$ py manage.py migrate turkey
Running migrations for turkey:
- Migrating forwards to 0001_initial.
> turkey:0001_initial
! Error found during real run of migration! Aborting.
! Since you have a database that does not support running
! schema-altering statements in transactions, we have had
! to leave it in an interim state between migrations.
! You *might* be able to recover with: = DROP TABLE `turkey_demorecs` CASCADE; []
! The South developers regret this has happened, and would
! like to gently persuade you to consider a slightly
! easier-to-deal-with DBMS.
! NOTE: The error which caused the migration to fail is further up.
For some reason I get this when I try it. But my other setups are in MyISAM.
Why doesn't it work in Innodb?
InnoDB has constraints on Foreign Keys which ensure you are not breaking the database model when doing a migration. (see http://dev.mysql.com/doc/refman/5.5/en/innodb-foreign-key-constraints.html)
MyISAM does not have native support for constraints (although it seems you can implement this if you choose to do do http://dev.mysql.com/tech-resources/articles/mysql-enforcing-foreign-keys.html)
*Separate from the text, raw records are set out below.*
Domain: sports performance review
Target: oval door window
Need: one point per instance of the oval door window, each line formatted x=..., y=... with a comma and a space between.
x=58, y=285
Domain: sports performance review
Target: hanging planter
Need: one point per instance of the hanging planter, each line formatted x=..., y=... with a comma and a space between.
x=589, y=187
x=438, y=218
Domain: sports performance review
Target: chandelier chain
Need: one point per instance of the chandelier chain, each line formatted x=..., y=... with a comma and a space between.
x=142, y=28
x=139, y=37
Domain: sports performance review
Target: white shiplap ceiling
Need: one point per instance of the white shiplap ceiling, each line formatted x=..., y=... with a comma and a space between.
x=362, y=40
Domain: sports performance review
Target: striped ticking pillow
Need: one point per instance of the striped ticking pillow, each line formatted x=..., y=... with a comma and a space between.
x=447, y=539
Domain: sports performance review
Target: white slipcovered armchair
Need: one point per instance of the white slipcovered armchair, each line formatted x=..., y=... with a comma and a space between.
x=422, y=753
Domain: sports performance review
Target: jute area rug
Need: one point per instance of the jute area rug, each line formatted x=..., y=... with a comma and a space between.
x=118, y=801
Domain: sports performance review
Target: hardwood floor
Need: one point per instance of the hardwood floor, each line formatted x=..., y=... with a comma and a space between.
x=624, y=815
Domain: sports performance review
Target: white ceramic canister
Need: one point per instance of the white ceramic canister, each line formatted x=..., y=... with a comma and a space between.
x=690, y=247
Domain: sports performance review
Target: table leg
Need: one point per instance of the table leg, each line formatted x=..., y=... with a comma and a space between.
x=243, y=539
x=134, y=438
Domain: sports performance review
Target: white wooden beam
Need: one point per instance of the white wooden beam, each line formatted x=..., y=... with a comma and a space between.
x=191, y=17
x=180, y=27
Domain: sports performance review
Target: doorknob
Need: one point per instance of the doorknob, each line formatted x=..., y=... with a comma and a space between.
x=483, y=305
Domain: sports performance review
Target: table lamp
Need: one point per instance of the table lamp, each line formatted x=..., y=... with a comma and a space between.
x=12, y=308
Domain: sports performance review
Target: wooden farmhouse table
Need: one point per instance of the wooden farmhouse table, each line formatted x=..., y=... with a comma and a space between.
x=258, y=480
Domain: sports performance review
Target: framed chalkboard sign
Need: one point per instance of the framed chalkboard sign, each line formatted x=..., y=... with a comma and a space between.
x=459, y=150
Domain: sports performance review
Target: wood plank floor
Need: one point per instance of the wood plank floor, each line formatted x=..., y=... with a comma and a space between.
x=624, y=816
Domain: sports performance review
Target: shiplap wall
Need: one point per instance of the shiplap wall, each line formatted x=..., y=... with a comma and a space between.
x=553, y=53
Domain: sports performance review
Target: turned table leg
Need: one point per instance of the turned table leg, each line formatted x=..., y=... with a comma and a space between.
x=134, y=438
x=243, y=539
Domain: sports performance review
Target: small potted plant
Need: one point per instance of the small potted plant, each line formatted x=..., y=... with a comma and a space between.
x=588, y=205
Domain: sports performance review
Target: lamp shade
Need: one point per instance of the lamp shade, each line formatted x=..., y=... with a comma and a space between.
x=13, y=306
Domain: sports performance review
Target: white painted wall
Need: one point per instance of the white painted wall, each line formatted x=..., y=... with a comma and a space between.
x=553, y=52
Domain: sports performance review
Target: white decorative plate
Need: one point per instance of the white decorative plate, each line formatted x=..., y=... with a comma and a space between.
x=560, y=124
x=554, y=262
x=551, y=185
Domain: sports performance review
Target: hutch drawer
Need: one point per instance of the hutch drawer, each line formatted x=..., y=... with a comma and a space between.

Because MyISAM is not checking your FK relationships, you do not get the error. InnoDB however is doing a check and it seems that you have a problem with your migration.
See also https://code.djangoproject.com/wiki/AlterModelOnSyncDB
I have had the same kind of error happen to me when working with a mysql setup whose default table storage engine is MyISAM and I wanted to use InnoDB (using the recipe found in above link, we used the post_syncdb
signal to trigger the conversion code). However, when using South to create new tables they were first created using MyISAM engine then later converted. I was mistakenly believing InnoDB tables weren't doing what they were supposed to, when those were actually MyISAM; because the table were converted by the signal, any migration error would fail to unapply :-/
If you need to use or create InnoDB tables where the default is MyISAM, this be solved with:
# add at the beginning of your migration
if db.backend_name == 'mysql':
db.execute('SET storage_engine=INNODB')
or if you do not mind the performance hit:
# add this to settings.py
DATABASE_OPTIONS = {
"init_command": "SET storage_engine=INNODB", # XXX: performance hit...
}
Yes, South does support InnoDB. Can you delete the contents of your "migrations" folder, and re-run schemamigration, migrate, and post the results and contents of the 0001_initial file here? PS: Make sure you have your migrations folder backed up or in source control first.
rm -fr app/migrations/*
./manage.py schemamigration app --initial
./manage.py migrate app
You could try adding to your first migration:
if db.backend_name == 'mysql':
db.execute('SET foreign_key_checks=0')
This will disable the foreign key check constraints.
You don't have to set it back to 1 since it's a session variable.
By the way, it doesn't work if you set to 0 at the beggining and back to 1 at the end of your migration method, because south generates SQL with them, but executes it when they return.